Si la Maison familiale rurale est une vieille dame, qui fêtera l’an prochain ses quatre-vingt printemps au national (ses soixante-neuf ans dans la Somme, la première ayant été créée à Villers-Bocage en 1948, ndlr), elle a toutefois réussi à conserver une certaine jeunesse, grâce à sa mission de formation auprès de jeunes, au plus près des besoins du territoire. Une mission qui porte ses fruits au vu des taux de réussite aux examens, qui avoisinent les 85 %, toutes formations confondues.

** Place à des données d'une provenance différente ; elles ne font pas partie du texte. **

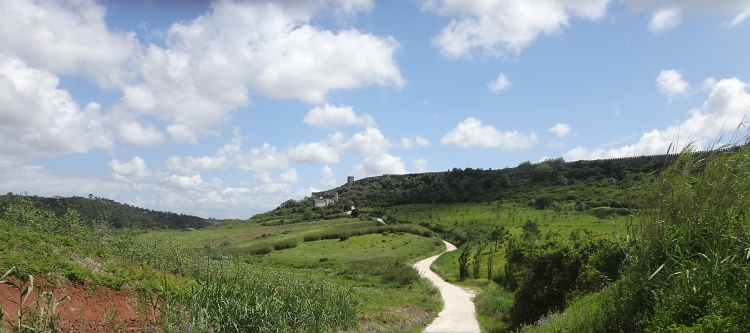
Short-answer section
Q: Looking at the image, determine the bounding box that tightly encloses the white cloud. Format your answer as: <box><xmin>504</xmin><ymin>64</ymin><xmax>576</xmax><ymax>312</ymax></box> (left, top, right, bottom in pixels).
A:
<box><xmin>0</xmin><ymin>165</ymin><xmax>129</xmax><ymax>198</ymax></box>
<box><xmin>160</xmin><ymin>174</ymin><xmax>224</xmax><ymax>192</ymax></box>
<box><xmin>412</xmin><ymin>158</ymin><xmax>429</xmax><ymax>173</ymax></box>
<box><xmin>320</xmin><ymin>166</ymin><xmax>337</xmax><ymax>187</ymax></box>
<box><xmin>342</xmin><ymin>127</ymin><xmax>393</xmax><ymax>156</ymax></box>
<box><xmin>657</xmin><ymin>70</ymin><xmax>690</xmax><ymax>100</ymax></box>
<box><xmin>287</xmin><ymin>141</ymin><xmax>340</xmax><ymax>164</ymax></box>
<box><xmin>564</xmin><ymin>77</ymin><xmax>750</xmax><ymax>161</ymax></box>
<box><xmin>549</xmin><ymin>123</ymin><xmax>572</xmax><ymax>138</ymax></box>
<box><xmin>624</xmin><ymin>0</ymin><xmax>750</xmax><ymax>31</ymax></box>
<box><xmin>303</xmin><ymin>104</ymin><xmax>375</xmax><ymax>129</ymax></box>
<box><xmin>236</xmin><ymin>143</ymin><xmax>290</xmax><ymax>173</ymax></box>
<box><xmin>121</xmin><ymin>1</ymin><xmax>404</xmax><ymax>136</ymax></box>
<box><xmin>649</xmin><ymin>7</ymin><xmax>681</xmax><ymax>32</ymax></box>
<box><xmin>119</xmin><ymin>121</ymin><xmax>166</xmax><ymax>146</ymax></box>
<box><xmin>109</xmin><ymin>157</ymin><xmax>151</xmax><ymax>182</ymax></box>
<box><xmin>488</xmin><ymin>73</ymin><xmax>512</xmax><ymax>92</ymax></box>
<box><xmin>166</xmin><ymin>124</ymin><xmax>198</xmax><ymax>144</ymax></box>
<box><xmin>441</xmin><ymin>117</ymin><xmax>537</xmax><ymax>149</ymax></box>
<box><xmin>353</xmin><ymin>153</ymin><xmax>407</xmax><ymax>177</ymax></box>
<box><xmin>162</xmin><ymin>155</ymin><xmax>231</xmax><ymax>177</ymax></box>
<box><xmin>0</xmin><ymin>56</ymin><xmax>113</xmax><ymax>166</ymax></box>
<box><xmin>423</xmin><ymin>0</ymin><xmax>609</xmax><ymax>58</ymax></box>
<box><xmin>278</xmin><ymin>168</ymin><xmax>302</xmax><ymax>184</ymax></box>
<box><xmin>400</xmin><ymin>136</ymin><xmax>431</xmax><ymax>150</ymax></box>
<box><xmin>702</xmin><ymin>77</ymin><xmax>718</xmax><ymax>91</ymax></box>
<box><xmin>0</xmin><ymin>0</ymin><xmax>139</xmax><ymax>88</ymax></box>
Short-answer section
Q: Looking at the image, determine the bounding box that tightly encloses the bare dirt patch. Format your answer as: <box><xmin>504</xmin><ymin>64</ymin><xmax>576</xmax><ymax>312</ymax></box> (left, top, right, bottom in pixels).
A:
<box><xmin>1</xmin><ymin>278</ymin><xmax>153</xmax><ymax>333</ymax></box>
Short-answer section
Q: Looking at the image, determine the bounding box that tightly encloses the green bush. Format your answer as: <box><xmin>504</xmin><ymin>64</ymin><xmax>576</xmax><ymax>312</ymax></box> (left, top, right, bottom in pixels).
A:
<box><xmin>246</xmin><ymin>244</ymin><xmax>272</xmax><ymax>255</ymax></box>
<box><xmin>272</xmin><ymin>239</ymin><xmax>298</xmax><ymax>250</ymax></box>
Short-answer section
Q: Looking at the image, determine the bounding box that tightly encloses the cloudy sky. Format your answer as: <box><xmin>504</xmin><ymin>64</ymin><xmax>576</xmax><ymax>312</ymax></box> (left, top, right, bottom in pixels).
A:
<box><xmin>1</xmin><ymin>0</ymin><xmax>749</xmax><ymax>218</ymax></box>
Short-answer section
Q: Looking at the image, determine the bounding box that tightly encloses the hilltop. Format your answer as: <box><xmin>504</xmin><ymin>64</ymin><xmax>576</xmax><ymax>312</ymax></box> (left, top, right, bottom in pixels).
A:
<box><xmin>0</xmin><ymin>194</ymin><xmax>210</xmax><ymax>230</ymax></box>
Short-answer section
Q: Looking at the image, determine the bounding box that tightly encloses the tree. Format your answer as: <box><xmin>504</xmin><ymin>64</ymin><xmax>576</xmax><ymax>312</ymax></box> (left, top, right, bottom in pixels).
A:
<box><xmin>592</xmin><ymin>207</ymin><xmax>612</xmax><ymax>224</ymax></box>
<box><xmin>522</xmin><ymin>220</ymin><xmax>541</xmax><ymax>240</ymax></box>
<box><xmin>350</xmin><ymin>208</ymin><xmax>359</xmax><ymax>218</ymax></box>
<box><xmin>458</xmin><ymin>245</ymin><xmax>472</xmax><ymax>280</ymax></box>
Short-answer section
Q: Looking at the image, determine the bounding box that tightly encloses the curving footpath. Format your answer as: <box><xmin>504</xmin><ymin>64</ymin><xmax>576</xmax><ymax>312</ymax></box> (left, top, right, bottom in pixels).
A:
<box><xmin>413</xmin><ymin>240</ymin><xmax>481</xmax><ymax>333</ymax></box>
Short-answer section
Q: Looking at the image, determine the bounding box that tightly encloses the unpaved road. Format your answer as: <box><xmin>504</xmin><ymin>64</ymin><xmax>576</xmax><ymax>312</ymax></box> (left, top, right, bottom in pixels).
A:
<box><xmin>413</xmin><ymin>241</ymin><xmax>480</xmax><ymax>333</ymax></box>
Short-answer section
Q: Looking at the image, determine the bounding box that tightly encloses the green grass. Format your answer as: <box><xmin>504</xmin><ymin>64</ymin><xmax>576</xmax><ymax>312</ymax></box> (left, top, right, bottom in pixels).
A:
<box><xmin>387</xmin><ymin>203</ymin><xmax>633</xmax><ymax>237</ymax></box>
<box><xmin>132</xmin><ymin>218</ymin><xmax>447</xmax><ymax>332</ymax></box>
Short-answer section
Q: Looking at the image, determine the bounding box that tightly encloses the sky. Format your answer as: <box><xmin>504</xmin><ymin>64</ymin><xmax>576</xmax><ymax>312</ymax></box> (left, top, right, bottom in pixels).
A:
<box><xmin>1</xmin><ymin>0</ymin><xmax>749</xmax><ymax>219</ymax></box>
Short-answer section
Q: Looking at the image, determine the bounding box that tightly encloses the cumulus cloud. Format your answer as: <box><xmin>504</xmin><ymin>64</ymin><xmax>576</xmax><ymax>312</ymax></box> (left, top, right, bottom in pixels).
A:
<box><xmin>0</xmin><ymin>0</ymin><xmax>139</xmax><ymax>88</ymax></box>
<box><xmin>235</xmin><ymin>143</ymin><xmax>290</xmax><ymax>173</ymax></box>
<box><xmin>118</xmin><ymin>120</ymin><xmax>166</xmax><ymax>146</ymax></box>
<box><xmin>488</xmin><ymin>73</ymin><xmax>512</xmax><ymax>92</ymax></box>
<box><xmin>278</xmin><ymin>168</ymin><xmax>301</xmax><ymax>183</ymax></box>
<box><xmin>120</xmin><ymin>1</ymin><xmax>404</xmax><ymax>136</ymax></box>
<box><xmin>564</xmin><ymin>78</ymin><xmax>750</xmax><ymax>161</ymax></box>
<box><xmin>353</xmin><ymin>153</ymin><xmax>407</xmax><ymax>177</ymax></box>
<box><xmin>441</xmin><ymin>117</ymin><xmax>537</xmax><ymax>149</ymax></box>
<box><xmin>549</xmin><ymin>123</ymin><xmax>572</xmax><ymax>138</ymax></box>
<box><xmin>162</xmin><ymin>155</ymin><xmax>231</xmax><ymax>177</ymax></box>
<box><xmin>320</xmin><ymin>165</ymin><xmax>337</xmax><ymax>187</ymax></box>
<box><xmin>400</xmin><ymin>136</ymin><xmax>431</xmax><ymax>150</ymax></box>
<box><xmin>657</xmin><ymin>70</ymin><xmax>690</xmax><ymax>101</ymax></box>
<box><xmin>287</xmin><ymin>141</ymin><xmax>340</xmax><ymax>164</ymax></box>
<box><xmin>0</xmin><ymin>56</ymin><xmax>113</xmax><ymax>166</ymax></box>
<box><xmin>160</xmin><ymin>174</ymin><xmax>224</xmax><ymax>192</ymax></box>
<box><xmin>166</xmin><ymin>124</ymin><xmax>198</xmax><ymax>145</ymax></box>
<box><xmin>303</xmin><ymin>104</ymin><xmax>375</xmax><ymax>129</ymax></box>
<box><xmin>109</xmin><ymin>157</ymin><xmax>151</xmax><ymax>182</ymax></box>
<box><xmin>342</xmin><ymin>127</ymin><xmax>392</xmax><ymax>156</ymax></box>
<box><xmin>423</xmin><ymin>0</ymin><xmax>609</xmax><ymax>58</ymax></box>
<box><xmin>412</xmin><ymin>158</ymin><xmax>429</xmax><ymax>173</ymax></box>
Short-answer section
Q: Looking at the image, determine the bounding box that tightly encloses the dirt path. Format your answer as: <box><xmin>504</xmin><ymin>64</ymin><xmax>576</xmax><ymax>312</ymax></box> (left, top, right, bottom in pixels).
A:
<box><xmin>413</xmin><ymin>241</ymin><xmax>480</xmax><ymax>333</ymax></box>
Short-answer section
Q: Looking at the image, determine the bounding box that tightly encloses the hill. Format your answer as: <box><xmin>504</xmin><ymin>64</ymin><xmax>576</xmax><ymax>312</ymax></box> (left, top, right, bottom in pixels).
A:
<box><xmin>252</xmin><ymin>154</ymin><xmax>680</xmax><ymax>226</ymax></box>
<box><xmin>0</xmin><ymin>194</ymin><xmax>209</xmax><ymax>230</ymax></box>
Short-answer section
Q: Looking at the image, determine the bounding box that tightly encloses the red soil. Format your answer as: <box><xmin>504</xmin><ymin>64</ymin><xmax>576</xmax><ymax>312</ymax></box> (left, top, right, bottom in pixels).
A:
<box><xmin>0</xmin><ymin>277</ymin><xmax>155</xmax><ymax>333</ymax></box>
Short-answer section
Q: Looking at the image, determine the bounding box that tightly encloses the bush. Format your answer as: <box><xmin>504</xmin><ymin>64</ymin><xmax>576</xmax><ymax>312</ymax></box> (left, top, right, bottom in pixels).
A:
<box><xmin>272</xmin><ymin>239</ymin><xmax>298</xmax><ymax>250</ymax></box>
<box><xmin>379</xmin><ymin>263</ymin><xmax>420</xmax><ymax>286</ymax></box>
<box><xmin>246</xmin><ymin>244</ymin><xmax>272</xmax><ymax>255</ymax></box>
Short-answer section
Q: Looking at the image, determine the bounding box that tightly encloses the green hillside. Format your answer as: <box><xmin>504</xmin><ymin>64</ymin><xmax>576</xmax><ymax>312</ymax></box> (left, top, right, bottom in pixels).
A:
<box><xmin>0</xmin><ymin>194</ymin><xmax>209</xmax><ymax>230</ymax></box>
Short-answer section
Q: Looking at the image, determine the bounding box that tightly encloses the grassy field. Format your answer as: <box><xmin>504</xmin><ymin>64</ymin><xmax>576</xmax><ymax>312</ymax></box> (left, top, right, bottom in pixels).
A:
<box><xmin>137</xmin><ymin>217</ymin><xmax>447</xmax><ymax>332</ymax></box>
<box><xmin>385</xmin><ymin>203</ymin><xmax>633</xmax><ymax>236</ymax></box>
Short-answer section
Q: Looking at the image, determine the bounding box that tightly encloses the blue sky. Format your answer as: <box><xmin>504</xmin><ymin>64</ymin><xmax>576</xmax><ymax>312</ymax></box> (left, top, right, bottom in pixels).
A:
<box><xmin>1</xmin><ymin>0</ymin><xmax>749</xmax><ymax>218</ymax></box>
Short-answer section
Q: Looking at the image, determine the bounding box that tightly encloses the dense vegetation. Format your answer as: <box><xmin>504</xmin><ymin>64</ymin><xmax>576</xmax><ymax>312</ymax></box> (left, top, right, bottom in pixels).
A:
<box><xmin>0</xmin><ymin>194</ymin><xmax>209</xmax><ymax>230</ymax></box>
<box><xmin>516</xmin><ymin>144</ymin><xmax>750</xmax><ymax>332</ymax></box>
<box><xmin>252</xmin><ymin>156</ymin><xmax>669</xmax><ymax>228</ymax></box>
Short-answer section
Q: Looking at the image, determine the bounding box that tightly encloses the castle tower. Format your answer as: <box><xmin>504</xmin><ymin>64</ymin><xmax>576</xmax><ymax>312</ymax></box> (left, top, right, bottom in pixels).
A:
<box><xmin>347</xmin><ymin>176</ymin><xmax>354</xmax><ymax>186</ymax></box>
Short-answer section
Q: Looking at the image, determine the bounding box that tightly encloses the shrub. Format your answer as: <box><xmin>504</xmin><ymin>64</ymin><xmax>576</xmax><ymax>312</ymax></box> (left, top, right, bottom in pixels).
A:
<box><xmin>379</xmin><ymin>263</ymin><xmax>420</xmax><ymax>286</ymax></box>
<box><xmin>246</xmin><ymin>244</ymin><xmax>272</xmax><ymax>255</ymax></box>
<box><xmin>272</xmin><ymin>239</ymin><xmax>298</xmax><ymax>250</ymax></box>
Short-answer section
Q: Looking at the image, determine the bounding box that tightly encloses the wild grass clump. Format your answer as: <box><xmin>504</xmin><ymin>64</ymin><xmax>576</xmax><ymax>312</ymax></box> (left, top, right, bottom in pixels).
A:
<box><xmin>379</xmin><ymin>262</ymin><xmax>420</xmax><ymax>286</ymax></box>
<box><xmin>520</xmin><ymin>141</ymin><xmax>750</xmax><ymax>332</ymax></box>
<box><xmin>272</xmin><ymin>239</ymin><xmax>298</xmax><ymax>250</ymax></box>
<box><xmin>246</xmin><ymin>244</ymin><xmax>272</xmax><ymax>255</ymax></box>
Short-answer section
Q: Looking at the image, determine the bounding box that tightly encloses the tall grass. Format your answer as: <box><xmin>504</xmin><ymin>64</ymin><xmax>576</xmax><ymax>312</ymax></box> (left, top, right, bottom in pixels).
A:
<box><xmin>520</xmin><ymin>142</ymin><xmax>750</xmax><ymax>332</ymax></box>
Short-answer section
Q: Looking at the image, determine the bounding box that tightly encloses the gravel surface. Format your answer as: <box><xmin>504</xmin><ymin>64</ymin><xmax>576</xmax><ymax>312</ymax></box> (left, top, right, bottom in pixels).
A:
<box><xmin>414</xmin><ymin>240</ymin><xmax>481</xmax><ymax>333</ymax></box>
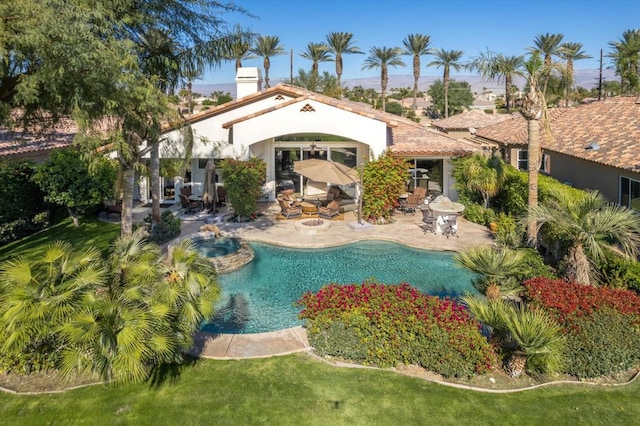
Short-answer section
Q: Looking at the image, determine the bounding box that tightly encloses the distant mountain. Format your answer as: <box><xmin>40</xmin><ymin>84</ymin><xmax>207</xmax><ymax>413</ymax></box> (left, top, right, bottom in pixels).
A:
<box><xmin>193</xmin><ymin>69</ymin><xmax>616</xmax><ymax>98</ymax></box>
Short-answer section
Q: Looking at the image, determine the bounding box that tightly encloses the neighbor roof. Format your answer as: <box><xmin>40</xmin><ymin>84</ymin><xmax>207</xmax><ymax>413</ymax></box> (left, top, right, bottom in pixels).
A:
<box><xmin>431</xmin><ymin>109</ymin><xmax>516</xmax><ymax>132</ymax></box>
<box><xmin>0</xmin><ymin>118</ymin><xmax>77</xmax><ymax>159</ymax></box>
<box><xmin>475</xmin><ymin>96</ymin><xmax>640</xmax><ymax>172</ymax></box>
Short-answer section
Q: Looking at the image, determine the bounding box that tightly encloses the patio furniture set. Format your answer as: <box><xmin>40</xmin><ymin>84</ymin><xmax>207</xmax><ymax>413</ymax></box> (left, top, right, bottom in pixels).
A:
<box><xmin>398</xmin><ymin>189</ymin><xmax>464</xmax><ymax>238</ymax></box>
<box><xmin>278</xmin><ymin>188</ymin><xmax>343</xmax><ymax>220</ymax></box>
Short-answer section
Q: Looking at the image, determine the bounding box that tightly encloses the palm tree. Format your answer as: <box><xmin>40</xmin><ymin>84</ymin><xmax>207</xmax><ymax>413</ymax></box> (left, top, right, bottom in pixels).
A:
<box><xmin>300</xmin><ymin>42</ymin><xmax>332</xmax><ymax>78</ymax></box>
<box><xmin>607</xmin><ymin>29</ymin><xmax>640</xmax><ymax>94</ymax></box>
<box><xmin>454</xmin><ymin>246</ymin><xmax>525</xmax><ymax>301</ymax></box>
<box><xmin>428</xmin><ymin>49</ymin><xmax>464</xmax><ymax>117</ymax></box>
<box><xmin>325</xmin><ymin>32</ymin><xmax>363</xmax><ymax>95</ymax></box>
<box><xmin>401</xmin><ymin>33</ymin><xmax>431</xmax><ymax>110</ymax></box>
<box><xmin>528</xmin><ymin>33</ymin><xmax>564</xmax><ymax>95</ymax></box>
<box><xmin>558</xmin><ymin>42</ymin><xmax>591</xmax><ymax>107</ymax></box>
<box><xmin>362</xmin><ymin>46</ymin><xmax>405</xmax><ymax>112</ymax></box>
<box><xmin>467</xmin><ymin>51</ymin><xmax>525</xmax><ymax>112</ymax></box>
<box><xmin>223</xmin><ymin>24</ymin><xmax>257</xmax><ymax>71</ymax></box>
<box><xmin>251</xmin><ymin>35</ymin><xmax>285</xmax><ymax>88</ymax></box>
<box><xmin>526</xmin><ymin>188</ymin><xmax>640</xmax><ymax>286</ymax></box>
<box><xmin>0</xmin><ymin>242</ymin><xmax>105</xmax><ymax>371</ymax></box>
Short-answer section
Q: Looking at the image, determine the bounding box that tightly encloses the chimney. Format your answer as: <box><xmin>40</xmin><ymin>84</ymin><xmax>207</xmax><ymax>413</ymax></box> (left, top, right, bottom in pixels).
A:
<box><xmin>235</xmin><ymin>67</ymin><xmax>262</xmax><ymax>99</ymax></box>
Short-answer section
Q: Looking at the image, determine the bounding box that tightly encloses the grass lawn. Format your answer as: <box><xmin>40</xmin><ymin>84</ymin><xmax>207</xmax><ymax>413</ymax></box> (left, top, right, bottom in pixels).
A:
<box><xmin>0</xmin><ymin>216</ymin><xmax>120</xmax><ymax>262</ymax></box>
<box><xmin>0</xmin><ymin>353</ymin><xmax>638</xmax><ymax>425</ymax></box>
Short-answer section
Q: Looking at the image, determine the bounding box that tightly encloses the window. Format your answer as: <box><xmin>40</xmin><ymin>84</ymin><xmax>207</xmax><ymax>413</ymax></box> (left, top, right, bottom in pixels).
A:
<box><xmin>620</xmin><ymin>176</ymin><xmax>640</xmax><ymax>211</ymax></box>
<box><xmin>540</xmin><ymin>153</ymin><xmax>550</xmax><ymax>173</ymax></box>
<box><xmin>517</xmin><ymin>149</ymin><xmax>528</xmax><ymax>170</ymax></box>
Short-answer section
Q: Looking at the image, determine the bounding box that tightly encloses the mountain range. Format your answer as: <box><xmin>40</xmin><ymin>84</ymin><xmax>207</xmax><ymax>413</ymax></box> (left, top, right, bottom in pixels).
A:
<box><xmin>193</xmin><ymin>69</ymin><xmax>616</xmax><ymax>99</ymax></box>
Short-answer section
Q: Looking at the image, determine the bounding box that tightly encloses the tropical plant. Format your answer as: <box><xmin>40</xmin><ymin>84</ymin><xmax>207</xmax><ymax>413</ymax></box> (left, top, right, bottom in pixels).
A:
<box><xmin>325</xmin><ymin>32</ymin><xmax>363</xmax><ymax>95</ymax></box>
<box><xmin>362</xmin><ymin>46</ymin><xmax>406</xmax><ymax>113</ymax></box>
<box><xmin>289</xmin><ymin>70</ymin><xmax>340</xmax><ymax>97</ymax></box>
<box><xmin>454</xmin><ymin>246</ymin><xmax>525</xmax><ymax>301</ymax></box>
<box><xmin>451</xmin><ymin>154</ymin><xmax>505</xmax><ymax>208</ymax></box>
<box><xmin>300</xmin><ymin>42</ymin><xmax>332</xmax><ymax>78</ymax></box>
<box><xmin>607</xmin><ymin>29</ymin><xmax>640</xmax><ymax>94</ymax></box>
<box><xmin>219</xmin><ymin>158</ymin><xmax>266</xmax><ymax>220</ymax></box>
<box><xmin>0</xmin><ymin>241</ymin><xmax>106</xmax><ymax>373</ymax></box>
<box><xmin>401</xmin><ymin>33</ymin><xmax>431</xmax><ymax>110</ymax></box>
<box><xmin>525</xmin><ymin>188</ymin><xmax>640</xmax><ymax>285</ymax></box>
<box><xmin>427</xmin><ymin>49</ymin><xmax>464</xmax><ymax>117</ymax></box>
<box><xmin>558</xmin><ymin>42</ymin><xmax>591</xmax><ymax>107</ymax></box>
<box><xmin>33</xmin><ymin>148</ymin><xmax>117</xmax><ymax>227</ymax></box>
<box><xmin>528</xmin><ymin>33</ymin><xmax>565</xmax><ymax>96</ymax></box>
<box><xmin>222</xmin><ymin>24</ymin><xmax>257</xmax><ymax>71</ymax></box>
<box><xmin>466</xmin><ymin>51</ymin><xmax>525</xmax><ymax>112</ymax></box>
<box><xmin>251</xmin><ymin>35</ymin><xmax>285</xmax><ymax>88</ymax></box>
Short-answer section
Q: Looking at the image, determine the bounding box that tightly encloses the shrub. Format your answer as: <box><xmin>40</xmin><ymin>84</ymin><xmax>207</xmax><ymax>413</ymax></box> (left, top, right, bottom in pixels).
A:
<box><xmin>296</xmin><ymin>282</ymin><xmax>498</xmax><ymax>377</ymax></box>
<box><xmin>144</xmin><ymin>210</ymin><xmax>181</xmax><ymax>243</ymax></box>
<box><xmin>461</xmin><ymin>203</ymin><xmax>487</xmax><ymax>225</ymax></box>
<box><xmin>362</xmin><ymin>153</ymin><xmax>409</xmax><ymax>224</ymax></box>
<box><xmin>524</xmin><ymin>277</ymin><xmax>640</xmax><ymax>378</ymax></box>
<box><xmin>597</xmin><ymin>249</ymin><xmax>640</xmax><ymax>293</ymax></box>
<box><xmin>493</xmin><ymin>213</ymin><xmax>520</xmax><ymax>248</ymax></box>
<box><xmin>514</xmin><ymin>248</ymin><xmax>556</xmax><ymax>282</ymax></box>
<box><xmin>219</xmin><ymin>157</ymin><xmax>266</xmax><ymax>219</ymax></box>
<box><xmin>563</xmin><ymin>308</ymin><xmax>640</xmax><ymax>378</ymax></box>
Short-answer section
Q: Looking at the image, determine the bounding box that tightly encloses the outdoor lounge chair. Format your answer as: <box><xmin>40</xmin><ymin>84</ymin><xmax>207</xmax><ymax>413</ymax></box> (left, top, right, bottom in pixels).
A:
<box><xmin>278</xmin><ymin>199</ymin><xmax>302</xmax><ymax>219</ymax></box>
<box><xmin>403</xmin><ymin>193</ymin><xmax>421</xmax><ymax>215</ymax></box>
<box><xmin>318</xmin><ymin>200</ymin><xmax>340</xmax><ymax>219</ymax></box>
<box><xmin>180</xmin><ymin>194</ymin><xmax>200</xmax><ymax>214</ymax></box>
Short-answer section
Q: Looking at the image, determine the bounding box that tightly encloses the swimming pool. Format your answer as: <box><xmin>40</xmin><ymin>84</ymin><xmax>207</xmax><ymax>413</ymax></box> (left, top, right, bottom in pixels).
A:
<box><xmin>201</xmin><ymin>240</ymin><xmax>477</xmax><ymax>334</ymax></box>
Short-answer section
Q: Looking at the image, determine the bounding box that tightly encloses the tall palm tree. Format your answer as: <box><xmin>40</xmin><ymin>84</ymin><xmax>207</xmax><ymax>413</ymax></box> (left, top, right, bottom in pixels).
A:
<box><xmin>325</xmin><ymin>32</ymin><xmax>363</xmax><ymax>96</ymax></box>
<box><xmin>362</xmin><ymin>46</ymin><xmax>405</xmax><ymax>112</ymax></box>
<box><xmin>300</xmin><ymin>42</ymin><xmax>332</xmax><ymax>78</ymax></box>
<box><xmin>251</xmin><ymin>35</ymin><xmax>285</xmax><ymax>88</ymax></box>
<box><xmin>428</xmin><ymin>49</ymin><xmax>464</xmax><ymax>117</ymax></box>
<box><xmin>223</xmin><ymin>24</ymin><xmax>257</xmax><ymax>71</ymax></box>
<box><xmin>558</xmin><ymin>42</ymin><xmax>591</xmax><ymax>107</ymax></box>
<box><xmin>467</xmin><ymin>51</ymin><xmax>525</xmax><ymax>112</ymax></box>
<box><xmin>401</xmin><ymin>33</ymin><xmax>431</xmax><ymax>110</ymax></box>
<box><xmin>528</xmin><ymin>33</ymin><xmax>564</xmax><ymax>95</ymax></box>
<box><xmin>526</xmin><ymin>188</ymin><xmax>640</xmax><ymax>286</ymax></box>
<box><xmin>607</xmin><ymin>29</ymin><xmax>640</xmax><ymax>94</ymax></box>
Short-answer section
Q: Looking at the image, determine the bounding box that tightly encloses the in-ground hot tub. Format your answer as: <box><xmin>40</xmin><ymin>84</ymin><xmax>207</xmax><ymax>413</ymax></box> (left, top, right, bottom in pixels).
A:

Son autre force est d’avoir toujours travaillé en réseau sur des territoires géographiques cohérents. Ainsi, chez nous, elle n’a pas attendu que la nouvelle grande Région se mette en place pour œuvrer tant en Picardie que dans le Nord-Pas-de-Calais. «L’avantage, désormais, est que nous allons gagner du temps, car il n’y a plus qu’une seule Région, qu’une seule Chambre d’agriculture et qu’une seule Draaf», s’enthousiasme Pierre-André Leleu.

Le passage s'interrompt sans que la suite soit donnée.